Background: Genetic factors are involved in the pathogenesis of familial and sporadic amyotrophic lateral sclerosis (ALS) and constitute a link to its association with frontotemporal dementia (FTD). Gene-targeted therapies for some forms of ALS (C9orf72, SOD1) have recently gained momentum. Genetic architecture in Czech ALS patients has not been comprehensively assessed so far.
Objective: We aimed to deliver pilot data on the genetic landscape of ALS in our country.
Methods: A cohort of patients with ALS (n = 88), recruited from two Czech Neuromuscular Centers, was assessed for hexanucleotide repeat expansion (HRE) in C9orf72 and also for genetic variations in other 36 ALS-linked genes via next-generation sequencing (NGS). Nine patients (10.1%) had a familial ALS. Further, we analyzed two subgroups of sporadic patients - with concomitant FTD (n = 7) and with young-onset of the disease (n = 22).

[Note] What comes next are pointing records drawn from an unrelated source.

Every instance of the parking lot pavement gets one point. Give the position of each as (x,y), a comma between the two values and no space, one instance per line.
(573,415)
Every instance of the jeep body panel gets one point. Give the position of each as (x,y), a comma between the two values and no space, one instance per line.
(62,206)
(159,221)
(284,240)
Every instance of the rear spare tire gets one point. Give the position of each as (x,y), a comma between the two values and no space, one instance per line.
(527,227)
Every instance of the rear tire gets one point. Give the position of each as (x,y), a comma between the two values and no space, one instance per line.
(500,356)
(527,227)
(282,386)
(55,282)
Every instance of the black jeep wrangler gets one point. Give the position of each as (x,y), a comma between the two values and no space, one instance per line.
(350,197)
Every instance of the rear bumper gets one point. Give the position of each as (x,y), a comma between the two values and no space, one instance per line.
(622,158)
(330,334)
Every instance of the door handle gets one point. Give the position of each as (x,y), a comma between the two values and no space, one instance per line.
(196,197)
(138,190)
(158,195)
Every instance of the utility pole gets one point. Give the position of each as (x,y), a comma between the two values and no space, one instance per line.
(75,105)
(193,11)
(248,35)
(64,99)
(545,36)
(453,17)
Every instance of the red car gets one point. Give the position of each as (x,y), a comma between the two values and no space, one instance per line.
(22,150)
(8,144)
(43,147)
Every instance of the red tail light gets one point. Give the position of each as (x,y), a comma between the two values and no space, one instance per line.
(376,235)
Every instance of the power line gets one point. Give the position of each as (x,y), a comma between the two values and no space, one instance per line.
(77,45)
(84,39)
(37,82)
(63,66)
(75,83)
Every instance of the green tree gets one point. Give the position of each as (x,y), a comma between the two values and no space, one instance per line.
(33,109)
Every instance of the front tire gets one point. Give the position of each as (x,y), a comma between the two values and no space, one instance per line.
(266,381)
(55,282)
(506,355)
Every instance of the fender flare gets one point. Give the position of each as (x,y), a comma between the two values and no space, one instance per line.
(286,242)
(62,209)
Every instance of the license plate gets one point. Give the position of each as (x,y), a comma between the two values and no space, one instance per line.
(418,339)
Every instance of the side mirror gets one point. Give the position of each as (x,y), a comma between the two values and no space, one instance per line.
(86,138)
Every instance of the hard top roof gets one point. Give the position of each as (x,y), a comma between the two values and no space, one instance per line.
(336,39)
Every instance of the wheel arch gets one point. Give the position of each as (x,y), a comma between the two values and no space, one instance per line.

Results: We detected the pathogenic HRE in C9orf72 in 12 patients (13.5%) and three other pathogenic variants in FUS, TARDBP and TBK1, each in one patient. Additional 7 novel and 9 rare known variants with uncertain causal significance have been detected in 15 patients. Three sporadic patients with FTD (42.9%) were harbouring a pathogenic variant (all HRE in C9orf72). Surprisingly, none of the young-onset sporadic patients harboured a pathogenic variant and we detected no pathogenic SOD1 variant in our cohort.
Conclusion: Our findings resemble those from other European populations, with the highest prevalence of HRE in the C9orf72 gene. Further, our findings suggest a possibility of a missing genetic variability among young-onset patients.
Keywords: Amyotrophic lateral sclerosis; C9orf72 repeat expansion; gene variants; mutation screening; neurogenetics; next-generation sequencing.